4) PARAMETER EFFICIENT FINE-TUNING
Methods like LoRA involve training a small proportion of parameters by injecting trainable low-rank matrices into each layer of the pre-trained model.
In the Health-LLM context, these techniques enable the model to adapt to healthcare tasks while maintaining computational efficiency.

MODELS USED…
MED-ALPACA
An advanced LLM, fine-tuned specifically for medical question-answering. Built upon the foundations of Alpaca, it utilizes a diverse array of medical texts.
CLINICAL CAMEL
An open LLM, fine-tuned on the LLaMA-2 70B architecture using QLoRA.
FLAN-T5
An instruction fine-tuned version of the text-to-text transfer transformer language model.
PALMYRA-MED
An LLM fine-tuned on a custom medical dataset, demonstrating very optimistic performance on medical datasets such as PubMedQA & MedQA.
PMC-LLAMA
Open source LLM trained on 4.8 million biomedical papers & 30k medical textbooks.
GPT 3.5
Specifically fine-tuned to provide direct answers or complete text rather than simulating conversations.
GPT 4
Exhibits remarkable capabilities in various NLP tasks, including translation, question answering, and text generation without task-specific fine-tuning.
RESULTS
The most anticipated part for so many researchers and health professionals.

ZERO SHOT & FEW SHOT PERFORMANCES
Shows comparable performance with the best task-specific baseline, indicating that LLMs already have a promising capability for health prediction tasks based on wearable data.
Moreover, GPT 3.5 & GPT 4 showing significant improvements with few shot prompting indicates that large LLMs have a stronger capability of quickly learning from examples for health tasks.
FINETUNING PERFORMANCE
Their fully fine-tuned model, Health-Alpaca, shows the best performance in 5 out of 13 healthcare tasks. By fine-tuning, it achieves comparable or better performance than GPT-4 which is two-magnitude larger (×250).
Health-Alpaca-lora, a model fine-tuned with a parameter-efficient fine-tuning technique LoRA showed a performance boost in most tasks, except CAL. These results indicate that LLMs can be easily tuned for tasks with multi-modal time-series wearable data.

CONCLUSION
All in all, adding contexts can significantly improve the model's performance. Among the three types of context information, adding health context shows the biggest performance boost. Results show varied effectiveness on different LLMs and datasets.

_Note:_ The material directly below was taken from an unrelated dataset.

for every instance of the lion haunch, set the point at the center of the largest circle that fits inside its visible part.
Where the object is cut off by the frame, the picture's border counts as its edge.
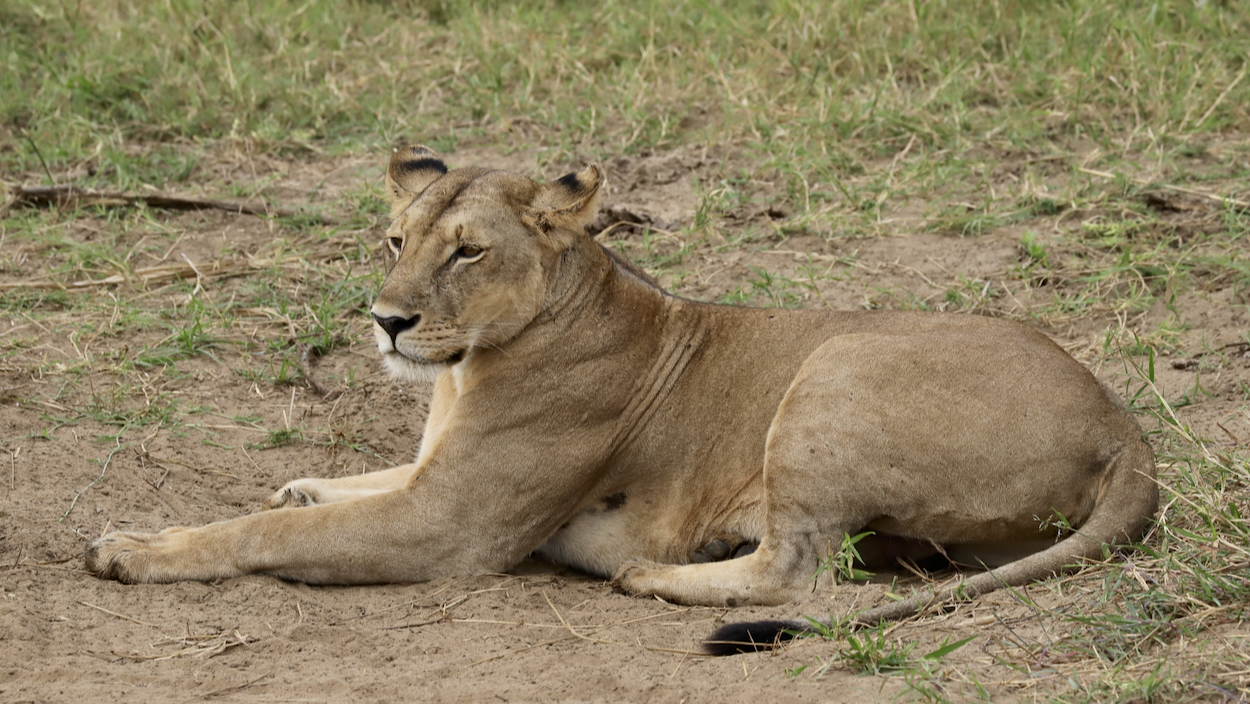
(699, 453)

Palmyra-Med benefited the most from the enhancement, where it shows up to 44.58% improvement when adding temporal context because of its effect to emphasize the temporal aspects in time-series data.
However, it does not help improve the performance of large-size LLMs like GPT-3.5 or GPT-4. This is probably because they already possess the capability to understand the statistical summary of the time-series data.
Also, when dataset-specific fine-tuning often failed to predict tasks from other datasets, the multi-dataset fine-tuned model, Health-Alpaca, exhibited reasonable generalizable performance across tasks.
In a few cases, such as AW_FB → STRS, and LifeSnaps → ANX, the performance of the fine-tuned models surpassed that of the zero-shot and dataset-specific fine-tuning approaches. These findings suggest that fine-tuning on a single dataset can provide health knowledge to a certain extent and thereby improve overall generalization results.
However, such improvement is not consistently observed across all tasks, and it depends on the overlapping content across datasets.
LIMITATIONS
- The absence of annotations from professional healthcare experts and no debiasing may introduce differential diagnosis and inaccuracies in models.
- The focus was on predictive performance, neglecting a dedicated evaluation of the models’ reasoning capabilities, a key aspect.
- Lack of explicit privacy-preserving methods highlights the need for future research to address data security and ethical concerns.
It is recommended for everyone to go through the paper for the numerical results of the evaluations of the models & for a thorough intuition.